Il femminicidio rappresenta qualsiasi forma di violenza esercitata sulle donne (spesso in nome di una sovrastruttura ideologica di matrice patriarcale) allo scopo di perpetuarne la subordinazione e di annientarne la soggettività sul piano psicologico, simbolico, economico e sociale, fino alla schiavitù o alla morte.

Caccamo. Omicidio Roberta Siragusa. Morreale tentava di depistare le indagini inviando dei messaggi al cellulare della giovane.

Immagine della notizia (Miniatura di Phyrexian su it.wikipedia.org, licenza CC BY-SA 4.0)

Caccamo. Omicidio Roberta Siragusa. Morreale tentava di depistare le indagini inviando dei messaggi al cellulare della giovane.

Pietro Morreale avrebbe cercato in tutti i modi di depistare le indagini sulla morte di Roberta Siragusa, la ragazza di 17 anni uccisa a Caccamo (Palermo) la notte tra il 23 e il 24 gennaio dell'anno scorso. È quanto emerso nel corso dell'udienza del processo a carico del giovane accusato di omicidio volontario, nella quale sono stati ascoltati i primi testimoni.

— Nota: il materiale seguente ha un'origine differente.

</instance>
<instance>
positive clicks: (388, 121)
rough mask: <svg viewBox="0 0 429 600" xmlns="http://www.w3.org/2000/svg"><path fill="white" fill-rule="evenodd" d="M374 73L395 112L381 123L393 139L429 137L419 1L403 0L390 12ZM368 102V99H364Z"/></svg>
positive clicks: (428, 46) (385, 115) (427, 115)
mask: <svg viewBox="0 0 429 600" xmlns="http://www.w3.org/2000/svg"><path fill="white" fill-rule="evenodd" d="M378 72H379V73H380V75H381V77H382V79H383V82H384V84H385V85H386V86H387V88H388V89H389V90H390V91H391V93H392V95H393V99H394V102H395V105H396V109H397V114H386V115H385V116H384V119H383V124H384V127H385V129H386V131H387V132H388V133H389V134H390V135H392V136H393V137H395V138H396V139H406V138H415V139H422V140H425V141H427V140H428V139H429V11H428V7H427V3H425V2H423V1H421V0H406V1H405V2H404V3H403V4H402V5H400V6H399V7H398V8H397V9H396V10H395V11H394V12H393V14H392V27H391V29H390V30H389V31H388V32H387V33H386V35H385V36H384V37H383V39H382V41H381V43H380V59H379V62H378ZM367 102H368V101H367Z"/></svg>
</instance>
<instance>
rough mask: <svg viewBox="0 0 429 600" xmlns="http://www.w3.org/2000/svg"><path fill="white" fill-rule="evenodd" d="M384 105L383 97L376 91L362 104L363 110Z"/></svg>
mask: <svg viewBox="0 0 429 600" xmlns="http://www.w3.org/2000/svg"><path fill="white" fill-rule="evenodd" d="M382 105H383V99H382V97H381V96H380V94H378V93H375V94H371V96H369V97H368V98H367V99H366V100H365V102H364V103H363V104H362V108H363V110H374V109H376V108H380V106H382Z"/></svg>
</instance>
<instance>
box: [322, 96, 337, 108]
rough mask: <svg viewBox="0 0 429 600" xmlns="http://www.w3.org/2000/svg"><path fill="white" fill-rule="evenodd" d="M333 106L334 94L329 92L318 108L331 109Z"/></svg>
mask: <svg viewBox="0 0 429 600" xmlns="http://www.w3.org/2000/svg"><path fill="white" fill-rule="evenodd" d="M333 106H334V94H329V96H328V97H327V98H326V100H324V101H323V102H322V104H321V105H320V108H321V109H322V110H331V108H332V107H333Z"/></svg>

Il ragazzo intorno alle 7.37 aveva iniziato a mandare messaggi al telefono di Roberta, mettendo in scena secondo gli investigatori un'esasperata preoccupazione. In aula il maresciallo Cuccia ha riferito di aver avuto il primo contatto con Pietro Morreale mentre si trovava in compagnia del padre Ivan davanti alla caserma dei Carabinieri di Caccamo.

Il giovane avrebbe riferito al maresciallo che Roberta, dopo una lite, si sarebbe data fuoco utilizzando della benzina che si trovava all'interno della propria autovettura. Un racconto che sarebbe stato smentito dallo stesso padre Ivan che aveva riferito ai militari che il figlio era rientrato a casa alle 4.00 e, alla notizia della morte di Roberta, era svenuto.

A ritrovare il cadavere della vittima era stato lo stesso maresciallo Cuccia. Il corpo, seminudo e in parte carbonizzato, era riverso sulla roccia di una zona impervia di Contrada Monte Rotondo. Le immagini recuperate dagli investigatori dalle telecamere nei pressi del campo sportivo di Caccamo avevano mostrato un corpo dato alle fiamme. Lì Morreale avrebbe dato fuoco alla giovane per poi trasportarla al Monte San Calogero e abbandonarne il cadavere.

Mentre la giovane moriva, Pietro Morreale, come ricostruito dai Carabinieri, contattava un amico con il quale si metteva d'accordo per giocare da lì a poco alla PlayStation. Questa circostanza è stata confermata, secondo il racconto del tenente, dall'amico che aveva ricevuto la telefonata.